# All of a sudden barking at night...



## Kinjal (Dec 26, 2011)

Hi all, most know Gabbar my golden is now 4 months old. We have been learning something new almost every week. The last couple of days it has been barking at night. It's been 2 months since we got Gabbar, he has not once barked at night. I can't understand why he has just started this. Wanted to know if anyone else has experienced this or know what I should do. As it's summers here, he sleeps outside in a large kennel.


----------



## Lovetta905 (Jan 31, 2012)

Hi I was so happy when I saw this post, our puppy is called Alfie and he will be 4 months old in a week. He has just stared barking at night randomly. Im finding it's because he wants to go outside to the toilet, he doesn't seem to like peeing on his puppy pads in the house anymore. Has yours got any better?


----------



## Kinjal (Dec 26, 2011)

Hi, mines outside to begin with. But I'm not sure what sets him off. He doesn't do it every night. Probably once every three nights and now during the day a couple of times a week. Its weird. We don't give him attention when he does this. Only going outside when he's sitting quietly.


----------



## Serawyn (May 23, 2011)

I think it's a phase. Ellie was like this at 4 months. It took a couple of weeks of wearing earplugs to bed and ignoring her. She heard things we didn't hear... leaves rustling, wind blowing, neighbor's door closing, etc. She just *had* to alert us to every.single.sound. 

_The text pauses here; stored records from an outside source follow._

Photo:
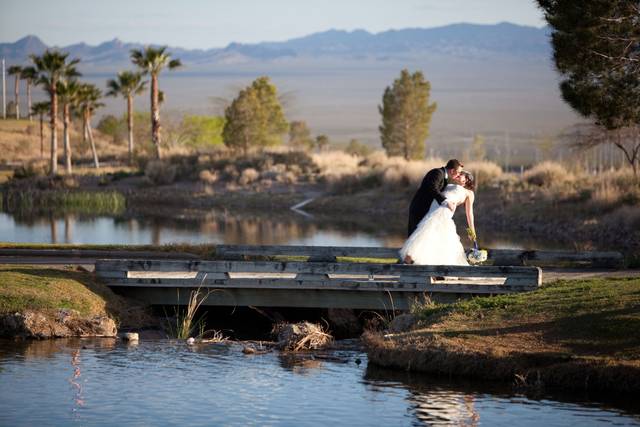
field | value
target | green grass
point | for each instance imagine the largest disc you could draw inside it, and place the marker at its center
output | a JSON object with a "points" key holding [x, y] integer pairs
{"points": [[590, 317], [82, 202], [37, 288]]}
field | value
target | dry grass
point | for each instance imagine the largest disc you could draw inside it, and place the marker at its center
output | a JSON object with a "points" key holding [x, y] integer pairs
{"points": [[20, 141], [574, 334], [548, 174], [301, 336], [160, 172], [485, 172], [187, 325]]}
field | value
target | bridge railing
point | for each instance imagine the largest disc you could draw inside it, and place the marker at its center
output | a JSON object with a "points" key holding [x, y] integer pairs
{"points": [[501, 257], [319, 275]]}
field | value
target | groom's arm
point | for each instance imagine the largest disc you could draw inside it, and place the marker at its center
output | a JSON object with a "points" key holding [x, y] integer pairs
{"points": [[433, 183]]}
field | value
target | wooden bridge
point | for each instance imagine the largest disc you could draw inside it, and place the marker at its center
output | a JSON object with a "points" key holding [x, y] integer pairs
{"points": [[310, 284], [266, 276], [259, 276]]}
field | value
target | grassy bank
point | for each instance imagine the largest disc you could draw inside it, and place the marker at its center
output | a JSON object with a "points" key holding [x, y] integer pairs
{"points": [[48, 290], [569, 334], [61, 201]]}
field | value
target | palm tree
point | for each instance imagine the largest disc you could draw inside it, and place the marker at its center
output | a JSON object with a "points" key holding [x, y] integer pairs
{"points": [[151, 61], [16, 70], [52, 67], [128, 84], [29, 74], [41, 108], [88, 102], [68, 90]]}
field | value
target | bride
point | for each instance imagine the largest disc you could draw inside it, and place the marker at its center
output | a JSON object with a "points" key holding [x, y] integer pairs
{"points": [[435, 240]]}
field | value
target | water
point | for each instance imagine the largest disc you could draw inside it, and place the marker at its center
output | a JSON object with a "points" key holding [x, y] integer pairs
{"points": [[104, 382], [223, 228]]}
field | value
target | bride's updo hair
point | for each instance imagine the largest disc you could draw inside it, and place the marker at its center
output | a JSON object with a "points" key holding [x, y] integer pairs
{"points": [[471, 182]]}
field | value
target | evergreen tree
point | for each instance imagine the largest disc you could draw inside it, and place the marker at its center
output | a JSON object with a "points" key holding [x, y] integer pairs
{"points": [[406, 115], [322, 142], [255, 117], [596, 47]]}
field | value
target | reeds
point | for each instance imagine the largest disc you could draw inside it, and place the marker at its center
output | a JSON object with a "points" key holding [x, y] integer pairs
{"points": [[83, 202], [186, 324]]}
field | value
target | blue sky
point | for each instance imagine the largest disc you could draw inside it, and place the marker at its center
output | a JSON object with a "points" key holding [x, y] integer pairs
{"points": [[215, 23]]}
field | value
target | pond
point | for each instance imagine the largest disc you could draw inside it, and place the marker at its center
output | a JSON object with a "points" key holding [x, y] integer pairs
{"points": [[222, 227], [162, 382]]}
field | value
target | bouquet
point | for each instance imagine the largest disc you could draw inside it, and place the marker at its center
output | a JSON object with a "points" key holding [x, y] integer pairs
{"points": [[475, 255]]}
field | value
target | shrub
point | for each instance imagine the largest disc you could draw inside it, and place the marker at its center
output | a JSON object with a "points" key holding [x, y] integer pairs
{"points": [[31, 169], [548, 174], [209, 177], [248, 176], [160, 172], [335, 164]]}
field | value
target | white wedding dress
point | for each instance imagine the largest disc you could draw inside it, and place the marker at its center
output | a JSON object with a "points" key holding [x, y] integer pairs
{"points": [[435, 241]]}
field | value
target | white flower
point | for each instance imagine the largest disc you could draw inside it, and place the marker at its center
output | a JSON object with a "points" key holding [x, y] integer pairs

Then the rainy season started and again, 1-2 weeks of barking at night. I promptly signed on each time and asked about the barking and was told it is probably a phase. During that time, I didn't believe it. In hind sight, everyone was absolutely right. Like the landshark phase, this too, shall pass.  

The other thing I dealt with was barking at strangers. Not to "guard", but Ellie wanted them to come play. It was starting to get so crazy because she then barked at everything outside. Cars, squirrels, people, bikers....my gosh I honestly don't remember how we overcame that, but we did.


----------



## MikaTallulah (Jul 19, 2006)

Maybe he is sometimes lonely outside overnight. Goldens love company. I know my indoor- outdoor Lucky would never stay outside overnight by himself. The one cat snuggled with him every night.


----------